El panorama televisivo mutó y se transformó aún más (para sufrimiento de una crítica que veía como el abismo de sus teorías se habría a sus pies) cuando en paralelo ocurrieron dos acontecimientos clave para entender la evolución del audiovisual en la última década: la aparición de las plataformas de streaming (Netflix, Amazon Prime Video, Apple TV) y el coqueteo cada vez más frecuente de cineastas que, viendo la deriva monotemática y homogénea de las carteleras y estudios cinematográficos y la libertad creativa que les proporcionaban dichas plataformas, comenzaron a realizar sus proyectos más ambiciosos y personales en la ya no tan pequeña pantalla, caso de Martin Scorsese con El irlandés, Alfonso Cuarón y Roma, o más recientemente Sofía Coppola con On the Rocks o Mank de David Fincher, por poner algunos de los ejemplos más mediáticos. Por otro lado, otros directores eminentemente cinematográficos volvieron al medio, como David Lynch y su inabarcable Twin Peaks The Return, o probaron suerte por primera vez, como Enrique Urbizu y sus dos temporadas de Gigantes, Nicolas Winding Refn con Too Old to Die Young o, más recientemente, autores como Alex de la Iglesia y su 30 monedas para HBO o Rodrigo Sorogoyen y sus Antidisturbios para Movistar.

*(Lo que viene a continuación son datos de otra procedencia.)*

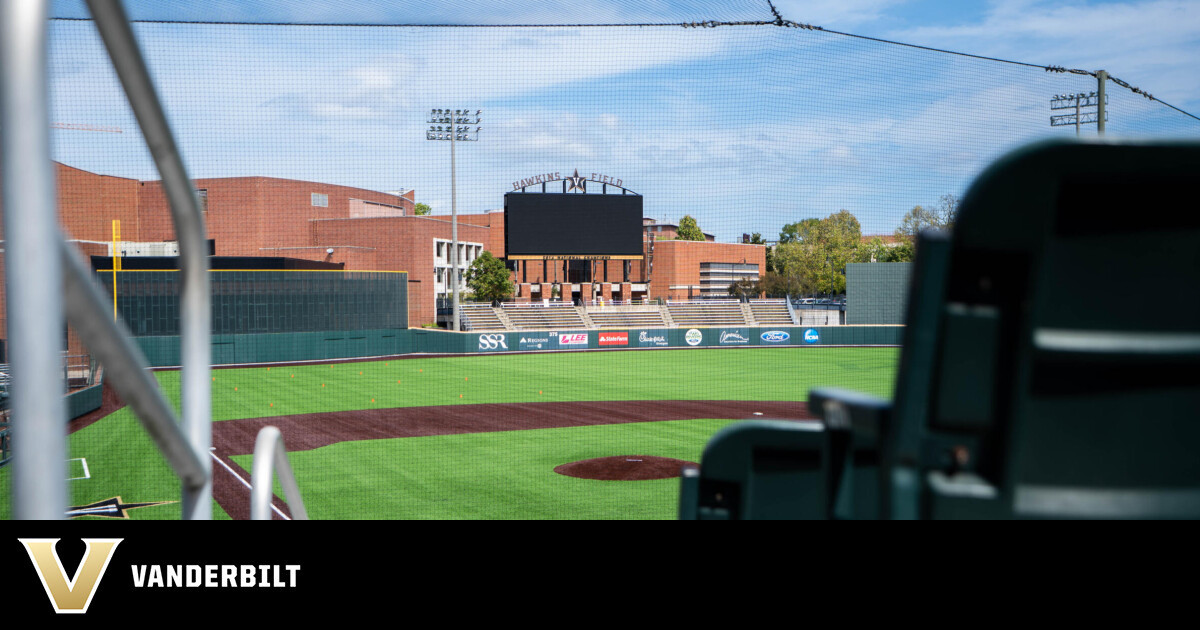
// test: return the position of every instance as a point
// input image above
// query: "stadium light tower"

Y así llegamos a Small Axe y su director y guionista, Steve McQueen. Si Lynch volvió a su serial televisivo para dinamitar la serialidad a partir de un relato antinarrativo que servía como inversión de los códigos del pasado y el presente, difuminando las líneas entre lo televisivo y lo cinematográfico, y Nicolas Winding Refn uso los códigos de la televisión de qualité para realizar un ejercicio de dilatación narrativa extremo, Steve McQueen desmonta otras barreras invisibles entre cine y televisión, entregando a la cadena BBC cinco películas antológicas, englobadas dentro de una temática que las unifica: los problemas raciales de la comunidad negra en Inglaterra entre finales de los 60 y principios de los 80.

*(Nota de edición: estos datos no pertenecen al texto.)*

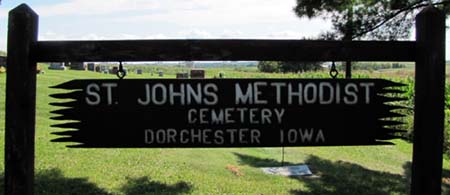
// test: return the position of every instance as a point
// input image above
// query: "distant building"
(2, 60)
(77, 66)
(189, 64)
(91, 66)
(197, 74)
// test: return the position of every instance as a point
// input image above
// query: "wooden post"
(20, 101)
(429, 102)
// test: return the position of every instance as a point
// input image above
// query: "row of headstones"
(195, 74)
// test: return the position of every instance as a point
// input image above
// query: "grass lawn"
(338, 170)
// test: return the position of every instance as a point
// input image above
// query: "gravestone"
(77, 66)
(91, 66)
(57, 66)
(197, 74)
(182, 75)
(2, 60)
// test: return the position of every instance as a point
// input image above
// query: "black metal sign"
(226, 112)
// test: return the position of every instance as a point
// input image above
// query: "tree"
(374, 19)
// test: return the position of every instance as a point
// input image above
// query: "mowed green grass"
(338, 170)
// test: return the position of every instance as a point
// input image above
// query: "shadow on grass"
(339, 177)
(143, 186)
(53, 182)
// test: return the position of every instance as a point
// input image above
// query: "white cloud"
(95, 7)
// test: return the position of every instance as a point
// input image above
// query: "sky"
(168, 19)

Al igual que ocurriera previamente con el regreso a Twin Peaks de David Lynch, que fue considerada la mejor película de 2017 para Cahiers du Cinema y la segunda mejor del año para la revista británica Sight and Sound, este año Small Axe ha recibido también el reconocimiento a mejor película del año por Sight and Sound. La diferencia (y aquí estriba el nuevo muro de contención que ha derribado la obra de McQueen) es que Sight and Sound no ha elegido el serial antológico completo como mejor película del año, sino que ha elegido su segunda entrega, Lovers Rock, como mejor obra, dejando a un lado las restantes cuatro películas/episodios/entregas de la antología. Lo que lleva a la siguiente pregunta, que no tiene una respuesta unívoca y abre un debate muy sugerente. ¿Es posible valorar Lovers Rock como obra individual sin tener en cuenta tanto aquello que le precede como lo que le continúa?

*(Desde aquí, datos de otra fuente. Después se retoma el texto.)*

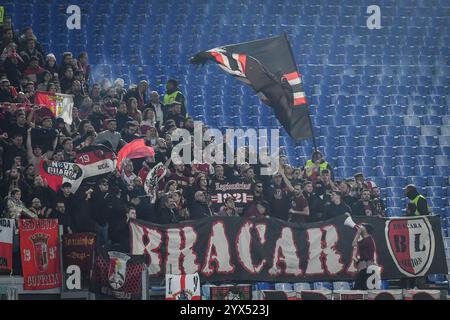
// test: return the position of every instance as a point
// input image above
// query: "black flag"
(268, 66)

La respuesta inmediata sería casi sin dudar un rotundo sí. Lovers Rock es un relato auto-contenido, más sensorial que narrativo, una explosión de cuerpos, y primeros planos de extremidades y rostros en contacto al son del reggae y un primigenio hip hop dentro de un único escenario de pura liberación racial y social. Pero detrás de esas paredes -lugar donde la comunidad joven negra inglesa de los años 70 se refugia- existe un mundo exterior opresivo, prejuicioso y peligroso que se encuentra fuera de campo, tanto de los límites del fotograma como del relato narrado. Una sola vez, tanto espectador como personajes se alejan de esa arcadia feliz que es la jam session en el domicilio particular. Y esa secuencia (el acoso de un grupo de adolescentes blancos a la protagonista femenina del relato) demuestra que fuera de los muros protectores de ese momento inasible y fugaz, de felicidad y disfrute pleno, existe un peligro real, tangible y continuado. Un universo y conflicto injusto y recurrente que es desarrollado en el primer episodio de la antología, el episodio titulado Mangrove.
En Mangrove, Steve McQueen, a partir de las formas aparentemente tradicionales del cine de juicios de temática social (contemporánea en forma y fondo en muchos aspectos a El juicio de los siete de Chicago de Aaron Sorkin) sitúa en un contexto global la lucha por los derechos de la comunidad negra de finales de los años 60, dando como resultado una manifestación colectiva que acabó derivando en un juicio acerca de los derechos de una comunidad en general y un propietario de un establecimiento en particular contra el racismo institucionalizado de las fuerzas del orden y el poder judicial de la Inglaterra de la época. Dicho episodio ha sido criticado mayoritariamente por una supuesta estereotipificación de los agentes del orden, aunque la mirada más interesante y posiblemente certera hacia esa decisión bien podría sustraerse como una derivación de los preceptos del angry young man salido del Free Cinema británico (en especial el de los protagonistas masculinos del cine de Tony Richardson) desde una perspectiva de lucha racial, donde el airado hombre blanco de los años 50 y 60 traslada su rabia y su frustración hacia el “otro”.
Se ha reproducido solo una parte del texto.